What does it look like when a high school science class connects live with researchers working at the top of the world? On September 24, students in Craig Arkfeld’s Environmental Science class at Hough High School in Cornelius, North Carolina, found out firsthand.
The Sustainable Seas Institute stopped by Hough High School for a special visit that was anything but ordinary. While SSI Board Chair Dr. Roger Tipton joined the class in person, the real showstopper was the live simulcast beamed in from the Arctic, where the SSI research team is currently conducting field work. Projected on the classroom screen was Dr. Ulyana Pena, connecting in real time from the far north to share what ocean science looks like at the edge of the world.
For a room full of high school students studying nutrient cycles, nitrogen cycles, and how water, carbon, and phosphorus move through ecosystems, it was a powerful reminder that environmental science is not just a subject in a textbook. It is happening right now, in some of the most remote and critical environments on the planet.
The energy in the room was electric. Students who moments earlier were taking notes on nutrient cycles were suddenly face-to-face with a researcher standing on Arctic ice. Dr. Tipton led the conversation from the classroom floor, bridging the students’ coursework with the real-world questions SSI is actively investigating, including ocean contamination, water quality, and the health of marine ecosystems that touch all of our lives.
Teacher Craig Arkfeld has built a classroom culture where curiosity is encouraged and big questions are welcome. That made the visit a natural fit. His students came ready to engage, and they did not hold back.

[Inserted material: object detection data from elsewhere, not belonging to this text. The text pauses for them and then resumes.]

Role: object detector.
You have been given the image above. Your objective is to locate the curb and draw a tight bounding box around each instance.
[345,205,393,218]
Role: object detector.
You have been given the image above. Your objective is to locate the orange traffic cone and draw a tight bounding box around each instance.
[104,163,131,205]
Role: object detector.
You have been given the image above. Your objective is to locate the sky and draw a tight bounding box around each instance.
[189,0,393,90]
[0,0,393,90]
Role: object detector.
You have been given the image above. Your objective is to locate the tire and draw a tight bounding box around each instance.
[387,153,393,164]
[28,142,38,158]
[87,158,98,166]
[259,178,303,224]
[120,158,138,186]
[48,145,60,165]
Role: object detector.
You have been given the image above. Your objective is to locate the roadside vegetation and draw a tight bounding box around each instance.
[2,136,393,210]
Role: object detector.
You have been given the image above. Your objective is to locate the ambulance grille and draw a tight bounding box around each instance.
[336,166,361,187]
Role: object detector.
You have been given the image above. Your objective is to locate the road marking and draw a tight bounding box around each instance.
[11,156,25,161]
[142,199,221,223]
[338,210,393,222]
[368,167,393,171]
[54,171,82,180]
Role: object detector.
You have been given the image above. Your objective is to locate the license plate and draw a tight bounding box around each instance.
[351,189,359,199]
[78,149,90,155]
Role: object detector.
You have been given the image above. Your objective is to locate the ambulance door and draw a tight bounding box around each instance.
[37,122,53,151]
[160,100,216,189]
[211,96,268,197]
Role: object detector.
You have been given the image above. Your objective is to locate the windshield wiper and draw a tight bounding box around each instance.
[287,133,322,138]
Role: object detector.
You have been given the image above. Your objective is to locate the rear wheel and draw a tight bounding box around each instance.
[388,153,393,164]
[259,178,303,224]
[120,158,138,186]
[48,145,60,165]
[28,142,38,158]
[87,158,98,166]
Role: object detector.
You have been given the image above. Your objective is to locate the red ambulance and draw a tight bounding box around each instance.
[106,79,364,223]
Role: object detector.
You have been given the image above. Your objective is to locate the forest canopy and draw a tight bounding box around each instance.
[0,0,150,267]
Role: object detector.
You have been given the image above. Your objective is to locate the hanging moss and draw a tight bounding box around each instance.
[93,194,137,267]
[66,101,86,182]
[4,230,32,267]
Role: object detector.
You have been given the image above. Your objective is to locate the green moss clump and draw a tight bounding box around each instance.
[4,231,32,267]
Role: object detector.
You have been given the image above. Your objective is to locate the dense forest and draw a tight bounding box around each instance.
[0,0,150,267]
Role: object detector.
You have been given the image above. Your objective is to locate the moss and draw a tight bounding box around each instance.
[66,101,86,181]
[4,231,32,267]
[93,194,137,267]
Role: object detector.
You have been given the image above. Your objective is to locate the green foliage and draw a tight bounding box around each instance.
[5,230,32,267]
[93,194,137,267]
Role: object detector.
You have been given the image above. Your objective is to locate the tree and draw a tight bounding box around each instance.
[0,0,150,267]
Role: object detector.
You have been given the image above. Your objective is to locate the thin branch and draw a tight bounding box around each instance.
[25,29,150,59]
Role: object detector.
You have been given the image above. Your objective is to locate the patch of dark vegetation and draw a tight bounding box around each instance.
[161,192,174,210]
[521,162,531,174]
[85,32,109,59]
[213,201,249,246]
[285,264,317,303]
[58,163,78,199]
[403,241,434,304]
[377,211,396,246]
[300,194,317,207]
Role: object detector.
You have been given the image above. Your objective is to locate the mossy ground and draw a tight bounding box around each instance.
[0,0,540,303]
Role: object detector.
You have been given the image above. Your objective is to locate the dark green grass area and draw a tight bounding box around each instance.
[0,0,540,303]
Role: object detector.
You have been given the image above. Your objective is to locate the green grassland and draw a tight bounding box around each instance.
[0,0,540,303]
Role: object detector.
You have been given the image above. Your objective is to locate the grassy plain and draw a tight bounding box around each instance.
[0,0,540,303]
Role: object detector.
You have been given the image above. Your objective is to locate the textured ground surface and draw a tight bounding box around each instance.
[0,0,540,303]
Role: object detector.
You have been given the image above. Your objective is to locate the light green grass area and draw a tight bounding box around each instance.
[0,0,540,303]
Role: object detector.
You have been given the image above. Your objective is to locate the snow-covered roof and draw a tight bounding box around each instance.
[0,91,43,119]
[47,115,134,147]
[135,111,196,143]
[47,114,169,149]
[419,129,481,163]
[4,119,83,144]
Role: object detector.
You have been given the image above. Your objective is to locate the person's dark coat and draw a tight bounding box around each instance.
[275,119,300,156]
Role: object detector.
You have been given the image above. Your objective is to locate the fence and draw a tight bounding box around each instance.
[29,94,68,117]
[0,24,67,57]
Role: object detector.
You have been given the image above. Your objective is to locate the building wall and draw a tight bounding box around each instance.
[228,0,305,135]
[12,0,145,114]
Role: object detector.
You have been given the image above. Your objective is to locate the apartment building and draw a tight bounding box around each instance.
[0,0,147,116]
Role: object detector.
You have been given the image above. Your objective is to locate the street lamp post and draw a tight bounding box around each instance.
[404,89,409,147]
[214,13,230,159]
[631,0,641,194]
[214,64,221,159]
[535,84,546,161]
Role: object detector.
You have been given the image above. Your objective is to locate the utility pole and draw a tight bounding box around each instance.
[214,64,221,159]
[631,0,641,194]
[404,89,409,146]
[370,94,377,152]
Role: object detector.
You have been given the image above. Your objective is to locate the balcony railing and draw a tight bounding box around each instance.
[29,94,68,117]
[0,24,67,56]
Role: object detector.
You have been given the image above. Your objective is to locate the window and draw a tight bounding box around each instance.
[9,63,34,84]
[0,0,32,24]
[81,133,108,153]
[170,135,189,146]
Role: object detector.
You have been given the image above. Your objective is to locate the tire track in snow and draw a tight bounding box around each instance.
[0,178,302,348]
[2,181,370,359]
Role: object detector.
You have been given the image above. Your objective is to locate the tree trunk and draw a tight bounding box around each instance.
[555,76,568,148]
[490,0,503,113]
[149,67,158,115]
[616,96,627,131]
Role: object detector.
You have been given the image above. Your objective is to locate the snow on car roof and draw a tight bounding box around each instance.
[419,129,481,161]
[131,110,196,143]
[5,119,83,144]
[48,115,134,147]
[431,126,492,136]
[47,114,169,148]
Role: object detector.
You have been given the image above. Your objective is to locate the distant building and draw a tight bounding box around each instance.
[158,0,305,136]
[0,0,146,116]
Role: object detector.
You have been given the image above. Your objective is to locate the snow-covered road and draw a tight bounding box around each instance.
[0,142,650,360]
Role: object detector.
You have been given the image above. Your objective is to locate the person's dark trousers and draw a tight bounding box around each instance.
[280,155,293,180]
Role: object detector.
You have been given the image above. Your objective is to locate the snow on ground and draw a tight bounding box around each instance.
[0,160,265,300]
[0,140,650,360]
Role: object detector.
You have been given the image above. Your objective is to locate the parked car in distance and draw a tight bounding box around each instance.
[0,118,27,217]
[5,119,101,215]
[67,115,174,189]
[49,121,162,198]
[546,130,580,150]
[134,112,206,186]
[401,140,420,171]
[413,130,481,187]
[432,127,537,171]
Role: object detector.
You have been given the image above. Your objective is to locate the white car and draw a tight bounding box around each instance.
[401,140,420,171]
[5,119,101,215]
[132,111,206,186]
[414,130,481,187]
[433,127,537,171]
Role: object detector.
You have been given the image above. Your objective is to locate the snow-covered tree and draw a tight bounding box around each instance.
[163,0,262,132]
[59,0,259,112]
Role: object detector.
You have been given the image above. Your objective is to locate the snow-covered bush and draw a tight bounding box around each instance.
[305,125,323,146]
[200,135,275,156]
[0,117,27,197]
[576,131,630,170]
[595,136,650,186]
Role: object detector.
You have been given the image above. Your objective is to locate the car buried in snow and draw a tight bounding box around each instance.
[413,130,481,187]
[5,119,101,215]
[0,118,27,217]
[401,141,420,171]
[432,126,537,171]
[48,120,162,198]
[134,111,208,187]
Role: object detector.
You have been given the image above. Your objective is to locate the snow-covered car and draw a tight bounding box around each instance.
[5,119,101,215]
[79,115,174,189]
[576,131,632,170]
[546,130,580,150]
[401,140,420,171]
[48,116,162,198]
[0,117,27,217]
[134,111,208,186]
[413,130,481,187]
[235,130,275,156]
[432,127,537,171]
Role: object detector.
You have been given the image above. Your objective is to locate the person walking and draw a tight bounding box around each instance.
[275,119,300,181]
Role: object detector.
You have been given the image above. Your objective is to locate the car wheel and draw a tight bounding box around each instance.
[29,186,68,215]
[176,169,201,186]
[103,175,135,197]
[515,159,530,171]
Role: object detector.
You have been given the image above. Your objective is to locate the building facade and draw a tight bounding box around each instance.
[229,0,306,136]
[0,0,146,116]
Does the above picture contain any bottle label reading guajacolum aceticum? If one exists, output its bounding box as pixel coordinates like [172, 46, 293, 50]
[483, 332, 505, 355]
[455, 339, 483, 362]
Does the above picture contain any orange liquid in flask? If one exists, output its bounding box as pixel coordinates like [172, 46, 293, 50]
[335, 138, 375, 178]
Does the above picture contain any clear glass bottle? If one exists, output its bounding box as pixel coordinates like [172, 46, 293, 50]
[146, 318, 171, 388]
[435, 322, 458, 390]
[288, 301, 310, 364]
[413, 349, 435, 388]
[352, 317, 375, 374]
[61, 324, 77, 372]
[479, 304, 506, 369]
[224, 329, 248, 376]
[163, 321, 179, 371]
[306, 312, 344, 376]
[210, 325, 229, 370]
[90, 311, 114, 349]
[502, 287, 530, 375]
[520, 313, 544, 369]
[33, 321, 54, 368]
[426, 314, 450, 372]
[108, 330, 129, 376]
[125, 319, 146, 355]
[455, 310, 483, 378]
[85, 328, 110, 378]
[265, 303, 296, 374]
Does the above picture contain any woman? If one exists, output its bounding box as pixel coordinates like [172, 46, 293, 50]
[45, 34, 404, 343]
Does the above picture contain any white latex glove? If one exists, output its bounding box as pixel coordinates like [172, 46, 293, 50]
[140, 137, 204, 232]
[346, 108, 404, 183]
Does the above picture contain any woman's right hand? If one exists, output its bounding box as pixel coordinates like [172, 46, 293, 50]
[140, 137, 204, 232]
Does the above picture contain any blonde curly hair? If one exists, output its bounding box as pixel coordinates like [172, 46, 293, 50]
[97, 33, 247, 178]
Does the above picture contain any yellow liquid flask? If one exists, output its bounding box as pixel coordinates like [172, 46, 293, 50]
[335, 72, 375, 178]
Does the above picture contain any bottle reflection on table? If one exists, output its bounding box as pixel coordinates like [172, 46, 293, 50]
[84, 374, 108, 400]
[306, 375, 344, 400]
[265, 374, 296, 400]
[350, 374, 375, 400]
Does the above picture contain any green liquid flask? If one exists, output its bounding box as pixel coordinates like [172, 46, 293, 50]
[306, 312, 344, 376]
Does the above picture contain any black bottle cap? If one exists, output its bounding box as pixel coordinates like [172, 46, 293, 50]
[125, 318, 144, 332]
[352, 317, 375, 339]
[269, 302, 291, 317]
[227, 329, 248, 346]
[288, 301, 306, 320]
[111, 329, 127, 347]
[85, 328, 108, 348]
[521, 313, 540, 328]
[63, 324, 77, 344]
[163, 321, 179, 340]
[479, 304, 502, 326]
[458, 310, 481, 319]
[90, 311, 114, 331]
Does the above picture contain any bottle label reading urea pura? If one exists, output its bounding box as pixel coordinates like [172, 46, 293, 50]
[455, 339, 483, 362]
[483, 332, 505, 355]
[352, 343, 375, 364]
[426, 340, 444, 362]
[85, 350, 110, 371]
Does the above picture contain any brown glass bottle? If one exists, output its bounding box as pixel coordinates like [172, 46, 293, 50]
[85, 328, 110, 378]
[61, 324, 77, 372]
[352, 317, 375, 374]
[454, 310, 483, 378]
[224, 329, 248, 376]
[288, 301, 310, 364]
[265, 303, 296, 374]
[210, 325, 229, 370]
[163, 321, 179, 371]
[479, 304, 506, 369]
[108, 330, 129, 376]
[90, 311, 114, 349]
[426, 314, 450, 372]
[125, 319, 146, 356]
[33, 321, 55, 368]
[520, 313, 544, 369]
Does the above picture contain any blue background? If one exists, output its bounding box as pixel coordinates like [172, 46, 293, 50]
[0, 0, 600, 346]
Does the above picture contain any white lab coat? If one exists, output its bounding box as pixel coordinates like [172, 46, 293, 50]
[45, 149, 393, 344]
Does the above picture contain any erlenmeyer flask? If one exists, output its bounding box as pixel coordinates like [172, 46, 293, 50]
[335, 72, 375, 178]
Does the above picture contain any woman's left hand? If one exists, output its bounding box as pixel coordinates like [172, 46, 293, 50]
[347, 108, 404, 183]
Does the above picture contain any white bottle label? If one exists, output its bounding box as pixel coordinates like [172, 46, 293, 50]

Visits like this one are central to SSI’s education mission. Ocean science should not be locked away in research vessels and university labs. It belongs in communities, in conversations, and yes, in high school science classrooms where the next generation of environmental stewards is taking shape. Connecting students directly to active researchers, whether those researchers are standing in the room or transmitting from the Arctic Circle, is one of the most powerful things we can do.
SSI is grateful to Craig Arkfeld and the Hough High School community for opening their doors, and to Dr. Ulyana Pena for joining from the field despite the miles between us. To the students who asked sharp questions and leaned in: we see you, and we think you are going to do great things.
The ocean needs advocates. It looks like Hough High School has a few in the making.